You are viewing a plain text version of this content. The canonical link for it is here.
Posted to dev@pig.apache.org by "David Ciemiewicz (JIRA)" <ji...@apache.org> on 2008/12/22 20:00:44 UTC

[jira] Created: (PIG-575) Please extend FieldSchema class with getSchema() member function for iterating over complex Schemas in Pig UDF outputSchema

Please extend FieldSchema class with getSchema() member function for iterating over complex Schemas in Pig UDF outputSchema
---------------------------------------------------------------------------------------------------------------------------

                 Key: PIG-575
                 URL: https://issues.apache.org/jira/browse/PIG-575
             Project: Pig
          Issue Type: Improvement
            Reporter: David Ciemiewicz


I have discovered that it is not possible to recurse through parts of the input Schema in the UDF outputSchema function.

I have a function that operates on an input bag of tuples and then creates sequential pairings of the rows.

A = foreach One generate { 
( 1, a ),
( 2, b )
}   as  bag { tuple ( seq: int, value: chararray ) };

The output of the PAIRS(A) should be:

{
( ( 1, a ), ( 2, b ) ),
( ( 2, b ), ( null, null ) )
}

The default output schema for the function should be:

bag { tuple ( tuple ( order: int, value: chararray ), tuple ( order: int, value: chararray ) ) ) }

The problem I have is that I'm not able to recurse into the internal Schema of the FieldSchema in my outputSchema function to get at the tuple within the input bag.

Here's my sample outputSchema for PAIRS:

    public Schema outputSchema(Schema input) {
        try {
        System.out.println("input: " + input.toString());

        Schema databagSchema = new Schema();
        Schema tupleSchema = new Schema();

        Schema inputDataBag = new Schema(input.getFields().get(0));
        System.out.println("inputDataBag: " + input.getFields().get(0).toString());

//
//  RIGHT HERE IS WHERE I WANT TO DO inputDataBag.getFields.get(0).getSchema
//
        Schema.FieldSchema inputTuple = inputDataBag.getFields().get(0);  // Here's where I want to say  
        System.out.println("inputTuple: " + inputTuple.toString());

        databagSchema.add(new Schema.FieldSchema(null, DataType.TUPLE));
        System.out.println("databagSchema: " + databagSchema.toString());

        return new Schema(
            new Schema.FieldSchema(
                getSchemaName( this.getClass().getName().toLowerCase(), input),
                databagSchema,
                DataType.BAG
            )
        );
        } catch (Exception e) {
                return null;
        }
    }

Here's the execution output from outputSchema:

input: {A: {seq: int,value: chararray},int,int}
inputDataBag: A: bag({seq: int,value: chararray})
inputTuple: A: bag({seq: int,value: chararray})    <= what I want to see is ( seq: int, value: chararray )
rowSchema: A: bag({seq: int,value: chararray})
rowSchema: A: bag({seq: int,value: chararray})


-- 
This message is automatically generated by JIRA.
-
You can reply to this email to add a comment to the issue online.


[jira] Commented: (PIG-575) Please extend FieldSchema class with getSchema() member function for iterating over complex Schemas in Pig UDF outputSchema

Posted by "Santhosh Srinivasan (JIRA)" <ji...@apache.org>.
    [ https://issues.apache.org/jira/browse/PIG-575?page=com.atlassian.jira.plugin.system.issuetabpanels:comment-tabpanel&focusedCommentId=12658625#action_12658625 ] 

Santhosh Srinivasan commented on PIG-575:
-----------------------------------------

The FiledSchema member variable schema is public.

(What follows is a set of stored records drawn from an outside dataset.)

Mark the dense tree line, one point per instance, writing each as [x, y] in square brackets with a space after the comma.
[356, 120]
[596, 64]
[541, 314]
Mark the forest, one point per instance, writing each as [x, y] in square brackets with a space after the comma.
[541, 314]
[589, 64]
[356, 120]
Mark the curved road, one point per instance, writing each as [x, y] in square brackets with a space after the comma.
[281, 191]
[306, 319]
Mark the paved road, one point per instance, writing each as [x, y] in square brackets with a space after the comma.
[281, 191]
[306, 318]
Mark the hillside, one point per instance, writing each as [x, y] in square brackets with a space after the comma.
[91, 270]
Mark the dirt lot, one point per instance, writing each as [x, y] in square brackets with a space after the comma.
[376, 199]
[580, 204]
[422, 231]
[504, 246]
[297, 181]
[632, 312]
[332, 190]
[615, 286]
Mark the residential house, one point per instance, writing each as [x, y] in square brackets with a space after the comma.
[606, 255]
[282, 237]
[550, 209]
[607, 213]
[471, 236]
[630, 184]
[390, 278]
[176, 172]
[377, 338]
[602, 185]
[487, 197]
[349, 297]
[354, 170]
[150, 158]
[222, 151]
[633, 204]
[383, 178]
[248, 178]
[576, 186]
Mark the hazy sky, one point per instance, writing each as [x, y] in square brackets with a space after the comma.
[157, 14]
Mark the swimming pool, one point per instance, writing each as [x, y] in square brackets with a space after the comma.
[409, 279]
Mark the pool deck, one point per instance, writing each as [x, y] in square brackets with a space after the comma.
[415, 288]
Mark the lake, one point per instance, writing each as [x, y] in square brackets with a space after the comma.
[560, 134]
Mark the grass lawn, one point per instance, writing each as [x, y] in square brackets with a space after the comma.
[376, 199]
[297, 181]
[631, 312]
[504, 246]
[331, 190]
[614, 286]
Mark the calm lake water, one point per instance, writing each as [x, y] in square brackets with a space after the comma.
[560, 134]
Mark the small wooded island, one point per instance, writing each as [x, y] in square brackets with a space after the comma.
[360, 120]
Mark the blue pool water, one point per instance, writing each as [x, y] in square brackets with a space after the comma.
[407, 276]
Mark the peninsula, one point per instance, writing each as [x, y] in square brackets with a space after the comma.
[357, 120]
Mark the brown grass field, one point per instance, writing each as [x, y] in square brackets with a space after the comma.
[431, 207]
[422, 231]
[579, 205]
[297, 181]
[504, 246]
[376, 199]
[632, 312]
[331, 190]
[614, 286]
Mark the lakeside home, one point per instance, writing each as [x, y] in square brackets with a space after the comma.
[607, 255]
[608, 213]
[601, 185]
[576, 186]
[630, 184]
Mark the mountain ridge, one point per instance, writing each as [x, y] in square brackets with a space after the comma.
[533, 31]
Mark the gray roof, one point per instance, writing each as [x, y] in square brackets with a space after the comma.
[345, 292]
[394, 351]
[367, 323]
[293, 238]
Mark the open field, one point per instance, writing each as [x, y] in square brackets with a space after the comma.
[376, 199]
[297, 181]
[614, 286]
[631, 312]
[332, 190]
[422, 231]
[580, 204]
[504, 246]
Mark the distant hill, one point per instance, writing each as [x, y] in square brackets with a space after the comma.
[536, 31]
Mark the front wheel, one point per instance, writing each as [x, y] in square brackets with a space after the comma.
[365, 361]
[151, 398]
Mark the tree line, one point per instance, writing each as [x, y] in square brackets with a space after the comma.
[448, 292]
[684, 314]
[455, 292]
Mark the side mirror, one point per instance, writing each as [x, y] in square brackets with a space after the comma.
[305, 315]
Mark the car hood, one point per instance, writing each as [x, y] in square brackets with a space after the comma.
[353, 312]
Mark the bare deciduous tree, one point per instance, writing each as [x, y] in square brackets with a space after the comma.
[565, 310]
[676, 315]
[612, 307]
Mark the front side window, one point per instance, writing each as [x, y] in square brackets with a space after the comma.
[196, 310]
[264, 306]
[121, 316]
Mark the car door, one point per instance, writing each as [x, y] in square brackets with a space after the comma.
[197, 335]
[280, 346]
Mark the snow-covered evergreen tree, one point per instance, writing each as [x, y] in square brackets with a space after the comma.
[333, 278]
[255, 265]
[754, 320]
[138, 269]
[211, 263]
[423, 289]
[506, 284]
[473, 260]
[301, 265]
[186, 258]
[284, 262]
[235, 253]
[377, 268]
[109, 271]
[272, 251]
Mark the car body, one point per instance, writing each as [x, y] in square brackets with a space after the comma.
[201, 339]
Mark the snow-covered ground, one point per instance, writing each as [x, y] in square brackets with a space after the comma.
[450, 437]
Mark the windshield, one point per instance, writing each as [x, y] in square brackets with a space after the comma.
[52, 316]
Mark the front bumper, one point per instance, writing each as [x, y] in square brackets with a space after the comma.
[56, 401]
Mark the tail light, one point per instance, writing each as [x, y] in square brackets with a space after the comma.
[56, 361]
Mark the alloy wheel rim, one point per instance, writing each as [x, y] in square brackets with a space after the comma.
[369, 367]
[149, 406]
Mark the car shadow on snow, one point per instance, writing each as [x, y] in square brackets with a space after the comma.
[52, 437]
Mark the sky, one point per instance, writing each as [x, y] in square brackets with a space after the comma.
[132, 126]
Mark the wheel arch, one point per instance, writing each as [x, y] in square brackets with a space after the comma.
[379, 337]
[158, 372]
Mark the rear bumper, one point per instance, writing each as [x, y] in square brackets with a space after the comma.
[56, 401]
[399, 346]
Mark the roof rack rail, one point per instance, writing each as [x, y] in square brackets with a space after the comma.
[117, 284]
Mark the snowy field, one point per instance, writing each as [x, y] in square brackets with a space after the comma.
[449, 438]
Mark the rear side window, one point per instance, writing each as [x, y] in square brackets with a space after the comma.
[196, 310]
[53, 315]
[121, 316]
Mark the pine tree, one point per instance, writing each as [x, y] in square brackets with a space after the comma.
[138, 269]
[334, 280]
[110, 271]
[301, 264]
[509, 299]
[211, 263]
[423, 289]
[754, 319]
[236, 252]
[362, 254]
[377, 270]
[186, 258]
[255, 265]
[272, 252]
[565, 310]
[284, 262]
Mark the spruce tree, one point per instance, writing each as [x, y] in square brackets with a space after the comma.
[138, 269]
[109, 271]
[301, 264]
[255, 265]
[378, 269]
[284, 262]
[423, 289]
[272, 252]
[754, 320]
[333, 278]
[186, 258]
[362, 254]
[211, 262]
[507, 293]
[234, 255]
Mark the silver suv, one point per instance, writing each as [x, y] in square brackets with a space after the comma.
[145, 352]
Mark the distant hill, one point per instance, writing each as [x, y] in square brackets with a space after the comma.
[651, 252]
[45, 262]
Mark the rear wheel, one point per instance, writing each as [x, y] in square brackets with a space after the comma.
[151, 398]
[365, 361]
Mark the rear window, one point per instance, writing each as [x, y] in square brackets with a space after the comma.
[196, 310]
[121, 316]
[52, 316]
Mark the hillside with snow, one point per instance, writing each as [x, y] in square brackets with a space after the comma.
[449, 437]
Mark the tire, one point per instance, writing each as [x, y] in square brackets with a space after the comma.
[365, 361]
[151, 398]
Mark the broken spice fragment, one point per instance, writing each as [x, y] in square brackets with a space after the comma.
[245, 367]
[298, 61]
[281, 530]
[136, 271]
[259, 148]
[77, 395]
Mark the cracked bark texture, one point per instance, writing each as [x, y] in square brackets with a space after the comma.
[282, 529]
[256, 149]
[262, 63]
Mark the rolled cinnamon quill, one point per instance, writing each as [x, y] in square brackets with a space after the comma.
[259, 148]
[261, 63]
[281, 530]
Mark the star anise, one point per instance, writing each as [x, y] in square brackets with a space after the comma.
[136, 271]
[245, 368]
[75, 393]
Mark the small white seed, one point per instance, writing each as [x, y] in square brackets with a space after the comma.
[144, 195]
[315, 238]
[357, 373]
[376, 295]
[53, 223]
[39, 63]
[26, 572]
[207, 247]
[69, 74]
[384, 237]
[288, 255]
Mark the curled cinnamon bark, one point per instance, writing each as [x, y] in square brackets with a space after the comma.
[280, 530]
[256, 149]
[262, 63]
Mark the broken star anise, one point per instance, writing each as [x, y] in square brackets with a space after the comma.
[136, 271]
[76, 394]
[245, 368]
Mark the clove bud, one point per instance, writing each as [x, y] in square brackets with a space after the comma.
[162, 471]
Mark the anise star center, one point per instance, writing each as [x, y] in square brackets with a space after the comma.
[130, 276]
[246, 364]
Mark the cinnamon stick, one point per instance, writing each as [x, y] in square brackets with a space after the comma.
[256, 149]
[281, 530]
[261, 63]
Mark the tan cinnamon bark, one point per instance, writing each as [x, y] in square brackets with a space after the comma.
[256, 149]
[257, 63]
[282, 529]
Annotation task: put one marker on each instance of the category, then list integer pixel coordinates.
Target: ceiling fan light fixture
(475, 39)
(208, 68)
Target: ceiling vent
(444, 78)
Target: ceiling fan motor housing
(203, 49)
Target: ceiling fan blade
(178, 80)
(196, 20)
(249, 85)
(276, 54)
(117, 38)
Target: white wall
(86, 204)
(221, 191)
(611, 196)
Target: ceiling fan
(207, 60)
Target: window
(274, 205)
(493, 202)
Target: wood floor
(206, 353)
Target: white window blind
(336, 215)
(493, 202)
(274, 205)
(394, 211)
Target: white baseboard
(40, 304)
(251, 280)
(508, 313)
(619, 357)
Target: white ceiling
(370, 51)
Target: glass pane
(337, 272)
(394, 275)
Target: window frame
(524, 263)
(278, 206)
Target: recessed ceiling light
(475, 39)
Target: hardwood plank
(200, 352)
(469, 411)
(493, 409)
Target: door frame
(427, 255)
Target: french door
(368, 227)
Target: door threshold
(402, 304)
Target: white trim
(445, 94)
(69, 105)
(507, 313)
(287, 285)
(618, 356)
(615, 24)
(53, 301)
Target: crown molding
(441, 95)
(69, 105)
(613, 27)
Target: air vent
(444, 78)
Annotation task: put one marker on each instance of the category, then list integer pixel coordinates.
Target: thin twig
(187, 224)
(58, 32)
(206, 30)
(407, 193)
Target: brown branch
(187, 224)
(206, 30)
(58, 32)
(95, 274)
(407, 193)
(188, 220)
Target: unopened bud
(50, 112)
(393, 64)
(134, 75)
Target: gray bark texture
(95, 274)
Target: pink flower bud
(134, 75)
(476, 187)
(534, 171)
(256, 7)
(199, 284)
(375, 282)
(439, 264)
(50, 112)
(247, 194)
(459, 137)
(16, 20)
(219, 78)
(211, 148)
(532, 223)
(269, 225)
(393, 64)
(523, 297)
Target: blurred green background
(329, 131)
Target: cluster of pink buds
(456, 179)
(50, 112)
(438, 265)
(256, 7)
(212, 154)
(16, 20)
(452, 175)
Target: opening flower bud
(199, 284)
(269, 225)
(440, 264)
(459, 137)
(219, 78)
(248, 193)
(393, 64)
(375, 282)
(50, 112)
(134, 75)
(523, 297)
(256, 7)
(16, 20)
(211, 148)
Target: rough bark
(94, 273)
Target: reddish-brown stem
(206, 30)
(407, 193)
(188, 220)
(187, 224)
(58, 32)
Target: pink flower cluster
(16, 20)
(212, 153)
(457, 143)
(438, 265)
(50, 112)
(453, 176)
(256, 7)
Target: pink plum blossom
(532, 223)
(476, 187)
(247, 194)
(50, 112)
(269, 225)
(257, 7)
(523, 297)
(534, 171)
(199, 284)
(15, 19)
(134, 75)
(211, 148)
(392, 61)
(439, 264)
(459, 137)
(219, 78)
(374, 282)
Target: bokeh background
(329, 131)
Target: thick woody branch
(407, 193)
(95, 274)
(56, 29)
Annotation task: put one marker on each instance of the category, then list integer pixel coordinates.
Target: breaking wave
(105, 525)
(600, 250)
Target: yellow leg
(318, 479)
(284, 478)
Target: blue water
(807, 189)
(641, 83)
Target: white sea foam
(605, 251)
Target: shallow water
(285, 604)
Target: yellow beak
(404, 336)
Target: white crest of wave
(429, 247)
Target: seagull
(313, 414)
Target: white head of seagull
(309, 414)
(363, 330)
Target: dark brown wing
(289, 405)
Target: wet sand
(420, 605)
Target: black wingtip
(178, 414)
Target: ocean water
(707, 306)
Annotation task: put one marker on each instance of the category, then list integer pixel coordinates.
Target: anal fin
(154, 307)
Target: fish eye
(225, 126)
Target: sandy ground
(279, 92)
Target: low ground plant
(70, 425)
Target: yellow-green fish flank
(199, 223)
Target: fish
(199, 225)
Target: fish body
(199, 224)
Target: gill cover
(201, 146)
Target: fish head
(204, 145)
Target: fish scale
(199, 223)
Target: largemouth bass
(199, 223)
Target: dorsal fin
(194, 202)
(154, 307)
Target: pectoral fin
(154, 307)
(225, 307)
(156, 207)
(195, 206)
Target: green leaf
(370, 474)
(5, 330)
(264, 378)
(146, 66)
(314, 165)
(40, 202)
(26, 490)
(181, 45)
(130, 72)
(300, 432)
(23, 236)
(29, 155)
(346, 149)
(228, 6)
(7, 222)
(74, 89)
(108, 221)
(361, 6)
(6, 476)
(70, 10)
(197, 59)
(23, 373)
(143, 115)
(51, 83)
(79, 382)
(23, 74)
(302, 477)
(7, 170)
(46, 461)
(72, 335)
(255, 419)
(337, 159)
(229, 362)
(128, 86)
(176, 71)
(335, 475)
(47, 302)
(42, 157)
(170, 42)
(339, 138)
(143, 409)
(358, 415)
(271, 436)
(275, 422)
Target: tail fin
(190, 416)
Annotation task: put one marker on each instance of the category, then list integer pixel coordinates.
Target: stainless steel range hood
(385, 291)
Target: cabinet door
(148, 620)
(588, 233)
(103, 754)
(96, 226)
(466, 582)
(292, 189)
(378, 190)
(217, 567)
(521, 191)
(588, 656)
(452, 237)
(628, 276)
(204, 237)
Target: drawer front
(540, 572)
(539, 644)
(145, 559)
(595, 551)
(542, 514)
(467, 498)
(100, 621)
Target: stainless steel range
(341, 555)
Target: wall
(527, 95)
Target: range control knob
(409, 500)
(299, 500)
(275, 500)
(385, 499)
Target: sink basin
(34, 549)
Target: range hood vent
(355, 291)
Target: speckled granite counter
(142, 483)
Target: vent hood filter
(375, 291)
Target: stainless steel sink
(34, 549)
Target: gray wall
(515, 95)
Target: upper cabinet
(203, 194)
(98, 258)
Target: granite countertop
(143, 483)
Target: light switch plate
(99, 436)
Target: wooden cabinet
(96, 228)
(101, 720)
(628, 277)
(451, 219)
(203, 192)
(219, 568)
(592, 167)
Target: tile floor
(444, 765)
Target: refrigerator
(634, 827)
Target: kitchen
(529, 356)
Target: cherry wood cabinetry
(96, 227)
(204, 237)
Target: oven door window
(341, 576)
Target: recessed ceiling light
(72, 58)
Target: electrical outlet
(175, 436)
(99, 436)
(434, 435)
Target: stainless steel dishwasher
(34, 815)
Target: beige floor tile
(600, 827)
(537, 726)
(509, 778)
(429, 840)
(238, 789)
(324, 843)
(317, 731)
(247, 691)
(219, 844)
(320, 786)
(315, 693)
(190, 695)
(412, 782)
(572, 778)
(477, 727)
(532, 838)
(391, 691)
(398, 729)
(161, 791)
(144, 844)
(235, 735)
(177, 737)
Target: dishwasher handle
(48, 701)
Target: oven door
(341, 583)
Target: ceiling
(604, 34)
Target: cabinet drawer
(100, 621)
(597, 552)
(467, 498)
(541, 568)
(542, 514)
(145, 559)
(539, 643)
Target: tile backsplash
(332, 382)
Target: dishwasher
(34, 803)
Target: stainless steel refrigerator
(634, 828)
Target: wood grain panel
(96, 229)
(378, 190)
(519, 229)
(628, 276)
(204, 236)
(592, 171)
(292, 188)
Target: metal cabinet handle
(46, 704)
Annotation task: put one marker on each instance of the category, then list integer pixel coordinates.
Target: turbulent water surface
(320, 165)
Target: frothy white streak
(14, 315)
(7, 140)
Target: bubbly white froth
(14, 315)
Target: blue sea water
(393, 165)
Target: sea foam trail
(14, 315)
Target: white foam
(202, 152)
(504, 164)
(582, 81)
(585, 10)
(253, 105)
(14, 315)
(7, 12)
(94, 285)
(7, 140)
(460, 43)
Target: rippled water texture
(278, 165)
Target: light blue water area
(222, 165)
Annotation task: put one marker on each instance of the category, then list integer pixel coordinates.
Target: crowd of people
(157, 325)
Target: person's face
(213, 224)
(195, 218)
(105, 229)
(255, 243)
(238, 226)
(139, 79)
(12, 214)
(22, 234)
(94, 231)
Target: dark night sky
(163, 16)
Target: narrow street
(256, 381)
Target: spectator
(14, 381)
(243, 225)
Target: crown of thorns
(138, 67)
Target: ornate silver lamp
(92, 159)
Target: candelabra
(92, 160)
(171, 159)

It can be accessed directly without the use of a getSchema() although having the method could make the code cleaner.

> Please extend FieldSchema class with getSchema() member function for iterating over complex Schemas in Pig UDF outputSchema
> ---------------------------------------------------------------------------------------------------------------------------
>
>                 Key: PIG-575
>                 URL: https://issues.apache.org/jira/browse/PIG-575
>             Project: Pig
>          Issue Type: Improvement
>          Components: impl
>            Reporter: David Ciemiewicz
>            Priority: Minor
>
> I have discovered that it is not possible to recurse through parts of the input Schema in the UDF outputSchema function.
> I have a function that operates on an input bag of tuples and then creates sequential pairings of the rows.
> A = foreach One generate { 
> ( 1, a ),
> ( 2, b )
> }   as  bag { tuple ( seq: int, value: chararray ) };
> The output of the PAIRS(A) should be:
> {
> ( ( 1, a ), ( 2, b ) ),
> ( ( 2, b ), ( null, null ) )
> }
> The default output schema for the function should be:
> bag { tuple ( tuple ( order: int, value: chararray ), tuple ( order: int, value: chararray ) ) ) }
> The problem I have is that I'm not able to recurse into the internal Schema of the FieldSchema in my outputSchema function to get at the tuple within the input bag.
> Here's my sample outputSchema for PAIRS:
>     public Schema outputSchema(Schema input) {
>         try {
>         System.out.println("input: " + input.toString());
>         Schema databagSchema = new Schema();
>         Schema tupleSchema = new Schema();
>         Schema inputDataBag = new Schema(input.getFields().get(0));
>         System.out.println("inputDataBag: " + input.getFields().get(0).toString());
> //
> //  RIGHT HERE IS WHERE I WANT TO DO inputDataBag.getFields.get(0).getSchema
> //
>         Schema.FieldSchema inputTuple = inputDataBag.getFields().get(0);  // Here's where I want to say  
>         System.out.println("inputTuple: " + inputTuple.toString());
>         databagSchema.add(new Schema.FieldSchema(null, DataType.TUPLE));
>         System.out.println("databagSchema: " + databagSchema.toString());
>         return new Schema(
>             new Schema.FieldSchema(
>                 getSchemaName( this.getClass().getName().toLowerCase(), input),
>                 databagSchema,
>                 DataType.BAG
>             )
>         );
>         } catch (Exception e) {
>                 return null;
>         }
>     }
> Here's the execution output from outputSchema:
> input: {A: {seq: int,value: chararray},int,int}
> inputDataBag: A: bag({seq: int,value: chararray})
> inputTuple: A: bag({seq: int,value: chararray})    <= what I want to see is ( seq: int, value: chararray )
> rowSchema: A: bag({seq: int,value: chararray})
> rowSchema: A: bag({seq: int,value: chararray})

-- 
This message is automatically generated by JIRA.
-
You can reply to this email to add a comment to the issue online.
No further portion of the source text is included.